From his birth in Montreal, via travels to London and the Greek island of Hydra – where he lived in quasi-reclusive circumstances – to New York in the sixties, his early life is well documented. He would retreat again from the public eye in the mid-nineties and fifteen years later, re-emerge for a sold-out world tour.  A man of seeming contradictions and complexities, Leonard Cohen has always fascinated. A devout Jew, who was later ordained as a Buddhist monk and a self-described ladies’ man, every strand of Cohen’s life has been finely tuned and presented through his songs.

The news of his death came directly in the wake of the US election. And there has never been a better time to discuss human rights and what it means to open your heart. Perhaps one of Cohen’s finest musical contributions to bleak prophecy comes from his song Everybody Knows, first released on 1988’s album I’m Your Man. Written by Cohen and collaborator Sharon Robinson, the phrases ‘Everybody knows the that the dice are loaded, Everybody knows that the good guys lost,’ ring out. The equal focus of the doomed but dry take in that song presents a portrait of the artist and his political vision, depth and talent.

October 21st saw his final album You Want It Darker soar into the charts and again he was lauded by critics. But for Leonard Cohen, his focus had turned inwards, the themes of his fourteenth album focusing on mortality.
“I’ve got some work to do. Take care of business. I am ready to die,” Cohen told New Yorker magazine towards the end of his life.

“I hope it’s not too uncomfortable. That’s about it for me.”

It was a simple goodbye, delivered with a half-smile. Cohen’s gift was prodigious, inspiring and right until the end, he refused to accept the bifurcation between somber and sardonic, instead, embracing the notion of the human condition in its entirety.

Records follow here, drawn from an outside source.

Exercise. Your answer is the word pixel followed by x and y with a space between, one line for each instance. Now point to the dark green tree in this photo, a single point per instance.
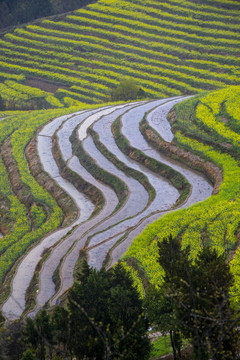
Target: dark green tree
pixel 39 333
pixel 160 309
pixel 107 320
pixel 201 304
pixel 60 322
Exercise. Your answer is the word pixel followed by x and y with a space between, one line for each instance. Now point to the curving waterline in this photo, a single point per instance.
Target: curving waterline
pixel 15 301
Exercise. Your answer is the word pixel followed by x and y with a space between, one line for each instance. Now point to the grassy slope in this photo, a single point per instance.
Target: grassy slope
pixel 169 47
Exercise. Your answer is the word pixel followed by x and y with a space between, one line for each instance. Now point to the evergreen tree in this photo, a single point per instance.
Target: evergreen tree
pixel 106 317
pixel 200 293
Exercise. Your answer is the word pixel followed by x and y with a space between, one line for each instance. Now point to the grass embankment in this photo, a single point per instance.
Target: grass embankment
pixel 170 48
pixel 176 179
pixel 216 220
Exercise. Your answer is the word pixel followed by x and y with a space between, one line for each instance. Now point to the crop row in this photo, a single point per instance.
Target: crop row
pixel 153 32
pixel 182 70
pixel 178 9
pixel 157 14
pixel 207 9
pixel 22 128
pixel 163 72
pixel 105 77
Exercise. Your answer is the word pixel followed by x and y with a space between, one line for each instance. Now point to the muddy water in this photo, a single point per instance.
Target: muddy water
pixel 201 188
pixel 15 304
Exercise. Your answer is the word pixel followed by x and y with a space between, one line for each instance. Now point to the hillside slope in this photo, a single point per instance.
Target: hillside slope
pixel 169 47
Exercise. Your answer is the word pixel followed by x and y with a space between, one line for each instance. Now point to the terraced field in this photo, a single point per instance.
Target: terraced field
pixel 132 193
pixel 89 179
pixel 170 48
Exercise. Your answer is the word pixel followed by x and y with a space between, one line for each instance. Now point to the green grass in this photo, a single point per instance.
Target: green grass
pixel 169 47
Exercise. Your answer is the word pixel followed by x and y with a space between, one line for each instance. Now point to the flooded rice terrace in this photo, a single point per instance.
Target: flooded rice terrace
pixel 100 234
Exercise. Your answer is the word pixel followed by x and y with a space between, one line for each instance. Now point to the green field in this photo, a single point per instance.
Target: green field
pixel 171 48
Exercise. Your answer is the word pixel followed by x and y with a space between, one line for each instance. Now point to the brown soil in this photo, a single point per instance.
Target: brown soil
pixel 88 189
pixel 20 190
pixel 197 163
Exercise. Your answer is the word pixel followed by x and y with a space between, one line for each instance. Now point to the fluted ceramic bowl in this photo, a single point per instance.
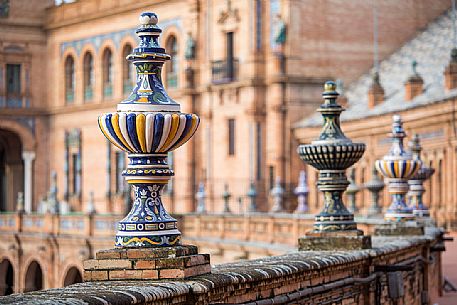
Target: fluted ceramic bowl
pixel 331 156
pixel 398 169
pixel 148 132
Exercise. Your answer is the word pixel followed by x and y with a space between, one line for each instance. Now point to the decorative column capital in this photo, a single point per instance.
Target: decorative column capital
pixel 332 153
pixel 398 166
pixel 416 188
pixel 148 125
pixel 28 155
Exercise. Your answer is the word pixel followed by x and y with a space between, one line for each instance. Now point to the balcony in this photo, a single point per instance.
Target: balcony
pixel 127 87
pixel 88 93
pixel 14 101
pixel 224 71
pixel 69 96
pixel 108 90
pixel 172 80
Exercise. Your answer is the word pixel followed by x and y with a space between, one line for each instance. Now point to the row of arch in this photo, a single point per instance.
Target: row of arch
pixel 107 60
pixel 34 277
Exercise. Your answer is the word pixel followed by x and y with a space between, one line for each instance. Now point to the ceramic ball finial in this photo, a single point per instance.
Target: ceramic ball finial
pixel 148 18
pixel 329 86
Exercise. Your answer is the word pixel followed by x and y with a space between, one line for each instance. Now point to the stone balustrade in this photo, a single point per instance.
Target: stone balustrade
pixel 82 225
pixel 397 270
pixel 283 229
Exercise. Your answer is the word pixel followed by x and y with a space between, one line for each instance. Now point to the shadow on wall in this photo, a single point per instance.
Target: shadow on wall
pixel 6 277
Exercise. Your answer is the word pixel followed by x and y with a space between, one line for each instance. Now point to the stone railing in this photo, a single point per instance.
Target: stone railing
pixel 259 228
pixel 396 271
pixel 67 224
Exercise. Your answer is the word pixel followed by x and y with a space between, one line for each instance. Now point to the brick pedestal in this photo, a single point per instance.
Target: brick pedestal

In a world where politics allows for abuses of power and where our understanding is increasingly censored and shaped by institutions, Leonard Cohen’s music provides some brief moment of honesty. As he witnessed and tried – throughout his life – to understand the world better, his songs are as powerful today as ever before. With all true talent, his extensive body of work will continue to move people for years to come.